How We Do It
Sustainability isn't enough
Mankind’s love affair with eating oysters has to do with its taste, for sure, but what makes it such a unique and religious experience for most of us is that it’s just so damn pure … a singular, unadulterated expression of nature. You pluck it from the open waters, crack it open, cut it loose and throw it back. No pomp. No artifice. No filter whatsoever. And so the last thing we’d want to do is to create a grow-out process that gets in the way of that purity.
We farm Crassostrea virginica, our region’s native oyster – it’s the only legally allowable oyster to grow on the East Coast (and we couldn’t be happier about that). In the wild, these oysters tend to grow in protective clusters (ie, oyster reefs), where the young oysters (‘spat’) cling to the side of an adult or host shell. These reefs are bastions for hundreds of species, like baby crabs and rockfish.
But harvesting these wild oysters is problematic. Firstly, you are pulling from a limited supply (one that can’t currently support its ecosystem, much less feed us). Secondly, to harvest them off the seafloor, you have to either hand tong for them (back breaking and tediously slow) or ‘dredge’ them (scraping the bottom clean and leaving nothing but mud). Lastly, and not insignificantly, you simply get a poor quality oyster, and that’s because the by-product of wild harvest is a denuded environment: oxygen poor and silty due to grass losses and malnourished due to its poor station in the water column.
So what we do is to, first, choose farm locations that best support growth (firm bottom, good flow, nutrient dense)and then over time improve those conditions. We elevate the oysters off the bottom, where the food quality and quantity is greatly improved, and place them in cages (with ‘feet’ that lift them 6 inches off the seafloor) that can easily be extracted from the water with a simple hydraulic lift. By getting them off the bottom, grasses can then grow around and under the cages, supplying oxygen and reconstituting the seafloor. And harvesting the oysters can be an extremely delicate procedure, where by-catch (yes, these cages become mini-reefs and are home to countless organisms) can flow easily out of the side of the cage as we draw it from the water.
But how is it sustainable if you’re still working with wild oysters? That’s where the story goes from good to great.
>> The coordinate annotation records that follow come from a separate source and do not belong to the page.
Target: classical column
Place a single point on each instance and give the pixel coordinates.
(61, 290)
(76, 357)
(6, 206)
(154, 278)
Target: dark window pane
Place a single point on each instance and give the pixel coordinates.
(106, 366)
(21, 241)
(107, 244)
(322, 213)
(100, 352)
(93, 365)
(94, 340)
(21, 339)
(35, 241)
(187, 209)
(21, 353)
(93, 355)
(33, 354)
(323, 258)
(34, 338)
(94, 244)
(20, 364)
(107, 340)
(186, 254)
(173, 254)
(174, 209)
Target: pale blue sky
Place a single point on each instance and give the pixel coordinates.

Oysters in our region naturally spawn (ie, reproduce) when the water temperature hits around 75-degrees. Using a nursery system, we can trick the oysters into spawn simply by raising the water temperature. All of the subsequent larvae can be captured and ‘set’ on ‘culch’ (ground up oyster shell that serves the same purpose as the ‘host’ shell in the wild). The end result from a few dozen oysters is millions of ‘spat,’ which in the wild would have almost assuredly ended up landing and dying in the mud. And so our farms are purely additive – and that’s totally sustainable. But it gets better. Those oysters that we put in our cages will go on to reproduce, and those billions or larvae are released into the wild to further increase our public stocks. It’s about as win/win as it gets.
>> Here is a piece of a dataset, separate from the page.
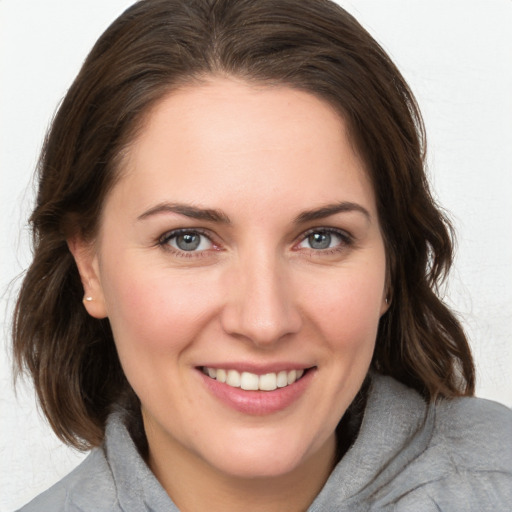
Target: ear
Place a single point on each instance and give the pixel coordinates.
(86, 260)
So for the average consumer who chooses our oyster, this means you’re not sacrificing the purity that we love about oysters. What it means is that you’re choosing to support a new way of thinking about food production, one that is healthier, more respectful, and more delicious. It seems almost contradictory, but with cultured oysters, the more you eat, the more good you’re doing for our waters, our culture, and ultimately for the preservation of our native oyster.